Rumpftruppe der HSG Meißenheim/Nonnenweier war ohne Chance

In der Handball-Landesliga kassierten die Frauen der HSG eine 10:38-Klatsche beim BSV Sinzheim.

Ohne Chance war die Rumpftruppe der Landesliga-Handballerinnen der HSG Meißenheim/Nonnenweier am Samstag beim 10:38 (4:20) in Sinzheim. ,,Man erlebt als Trainer zum Glück nicht allzu viele Spiele dieser Sorte. Aber deshalb brauche ich sie trotzdem nicht“, meinte HSG-Trainer Jochen Baumann knapp.
Die Auswärtsfahrt trat er mit einer vor allem krankheitsbedingt gebeutelten Truppe an. ,,Die Ausgangslage hatte sich während der Woche bereits abgezeichnet. Es war fast klar, dass wir in einen bitteren Apfel würden beißen müssen. Das hat sich bestätigt“, sagte Baumann.

Mit Situation überfordert

Die Verantwortung lastete so auf den Schultern ganz junger Aktiver, die mit dieser Situation überfordert waren. ,,Sinzheim ist mit recht wenig Aufwand zu einfachen Treffern gekommen“, nannte Baumann einen zweiten Aspekt der hohen Niederlage. Über 1:11 (15.) und 2:16 (24.) war schnell klar, in welche Richtung das Geschehen verlaufen würde. An Aufbäumen war kaum zu denken, 16 Treffer betrug der Abstand zwischen den Mannschaften bereits zur Pause.

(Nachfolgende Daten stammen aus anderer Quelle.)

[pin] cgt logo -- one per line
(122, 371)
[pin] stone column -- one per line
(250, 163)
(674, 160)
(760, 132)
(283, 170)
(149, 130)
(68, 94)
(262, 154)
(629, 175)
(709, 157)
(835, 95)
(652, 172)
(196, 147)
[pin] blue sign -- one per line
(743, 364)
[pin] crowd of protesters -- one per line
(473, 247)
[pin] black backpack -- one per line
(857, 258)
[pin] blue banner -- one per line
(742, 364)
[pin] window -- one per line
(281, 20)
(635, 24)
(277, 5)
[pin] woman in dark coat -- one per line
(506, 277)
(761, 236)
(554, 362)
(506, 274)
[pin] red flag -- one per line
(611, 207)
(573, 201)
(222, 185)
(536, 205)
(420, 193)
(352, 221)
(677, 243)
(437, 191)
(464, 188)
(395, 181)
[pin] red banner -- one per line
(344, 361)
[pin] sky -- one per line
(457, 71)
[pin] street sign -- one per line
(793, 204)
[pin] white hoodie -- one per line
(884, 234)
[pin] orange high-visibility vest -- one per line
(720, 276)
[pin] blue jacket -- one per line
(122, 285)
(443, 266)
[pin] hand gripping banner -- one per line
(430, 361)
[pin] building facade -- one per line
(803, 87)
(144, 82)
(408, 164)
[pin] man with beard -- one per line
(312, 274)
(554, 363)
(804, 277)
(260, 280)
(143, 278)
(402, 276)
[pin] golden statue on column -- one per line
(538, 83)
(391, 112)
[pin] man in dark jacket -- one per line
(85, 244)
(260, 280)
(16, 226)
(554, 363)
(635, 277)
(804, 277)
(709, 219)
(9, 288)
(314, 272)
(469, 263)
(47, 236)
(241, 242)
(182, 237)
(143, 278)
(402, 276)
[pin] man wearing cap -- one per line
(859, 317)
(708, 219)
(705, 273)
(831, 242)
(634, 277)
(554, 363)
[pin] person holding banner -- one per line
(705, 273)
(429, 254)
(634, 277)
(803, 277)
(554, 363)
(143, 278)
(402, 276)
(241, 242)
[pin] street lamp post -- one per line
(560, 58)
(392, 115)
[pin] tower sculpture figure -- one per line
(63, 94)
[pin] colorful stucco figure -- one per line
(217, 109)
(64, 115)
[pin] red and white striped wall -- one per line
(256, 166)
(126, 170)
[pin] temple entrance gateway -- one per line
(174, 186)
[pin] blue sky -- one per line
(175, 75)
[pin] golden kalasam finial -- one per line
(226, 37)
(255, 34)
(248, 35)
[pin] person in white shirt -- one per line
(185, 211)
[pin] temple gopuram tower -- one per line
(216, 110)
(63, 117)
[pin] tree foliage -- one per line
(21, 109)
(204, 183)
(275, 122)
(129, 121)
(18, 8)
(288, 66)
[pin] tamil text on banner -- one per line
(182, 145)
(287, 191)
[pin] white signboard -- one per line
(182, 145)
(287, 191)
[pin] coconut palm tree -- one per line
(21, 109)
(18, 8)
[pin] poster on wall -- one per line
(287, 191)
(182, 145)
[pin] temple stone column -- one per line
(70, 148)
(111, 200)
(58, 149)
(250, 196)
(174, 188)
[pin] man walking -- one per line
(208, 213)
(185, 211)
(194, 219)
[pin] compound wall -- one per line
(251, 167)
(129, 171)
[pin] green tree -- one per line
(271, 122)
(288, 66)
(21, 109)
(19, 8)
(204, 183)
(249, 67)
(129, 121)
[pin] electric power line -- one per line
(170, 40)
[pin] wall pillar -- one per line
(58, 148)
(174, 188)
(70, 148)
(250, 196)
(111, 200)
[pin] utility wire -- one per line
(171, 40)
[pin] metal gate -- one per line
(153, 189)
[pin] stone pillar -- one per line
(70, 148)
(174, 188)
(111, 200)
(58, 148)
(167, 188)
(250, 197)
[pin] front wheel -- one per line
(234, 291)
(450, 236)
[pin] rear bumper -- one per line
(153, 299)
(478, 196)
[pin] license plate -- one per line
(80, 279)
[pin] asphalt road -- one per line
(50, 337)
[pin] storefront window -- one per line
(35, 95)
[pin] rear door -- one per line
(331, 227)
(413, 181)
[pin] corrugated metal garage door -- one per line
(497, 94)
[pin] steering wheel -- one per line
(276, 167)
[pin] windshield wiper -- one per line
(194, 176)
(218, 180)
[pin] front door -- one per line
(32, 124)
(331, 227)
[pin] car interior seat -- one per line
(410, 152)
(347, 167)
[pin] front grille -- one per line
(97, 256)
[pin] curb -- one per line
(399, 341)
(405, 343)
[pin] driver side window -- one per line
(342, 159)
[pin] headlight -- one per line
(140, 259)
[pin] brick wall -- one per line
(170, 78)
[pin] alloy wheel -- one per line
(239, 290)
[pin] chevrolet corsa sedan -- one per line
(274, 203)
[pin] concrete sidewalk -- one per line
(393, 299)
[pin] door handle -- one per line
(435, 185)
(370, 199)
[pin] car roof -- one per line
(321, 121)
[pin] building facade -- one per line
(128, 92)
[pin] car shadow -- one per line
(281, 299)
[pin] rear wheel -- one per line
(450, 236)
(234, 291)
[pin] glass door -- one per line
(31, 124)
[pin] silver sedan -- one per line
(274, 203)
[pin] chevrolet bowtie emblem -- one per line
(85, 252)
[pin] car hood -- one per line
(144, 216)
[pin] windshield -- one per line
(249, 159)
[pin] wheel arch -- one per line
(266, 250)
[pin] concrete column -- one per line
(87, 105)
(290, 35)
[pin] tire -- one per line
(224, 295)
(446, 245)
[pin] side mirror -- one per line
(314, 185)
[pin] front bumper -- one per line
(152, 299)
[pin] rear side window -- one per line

Ein ähnlich eindeutiges Bild zeichneten die zweiten 30 Minuten. Sinzheim konnte nach Belieben wechseln ohne qualitativ einzubrechen. 6:23 (35.), 9:34 (56.) und schließlich 10:38 lauteten aus Gästesicht die bitteren Zwischenschritte.

Sonntag in Gengenbach

Am Sonntag wartet die Auswärtspartie beim direkten Kontrahenten Gengenbach, ,,dort müssen andere Grundvoraussetzungen zum Tragen kommen“, ist dem HSG-Coach bewusst.

BSV Sinzheim – HSG Meißenheim/Nonnenweier 38:10 (20:4)
Meißenheim/Nonnenweier: Frenk (n.e.), Schröder; E. Kern 1/1, Bader 6/2, L. Luick, J. Fischer 1, Jäger, S. Luick, L. Fischer, Zimmer, Knab, Klammer.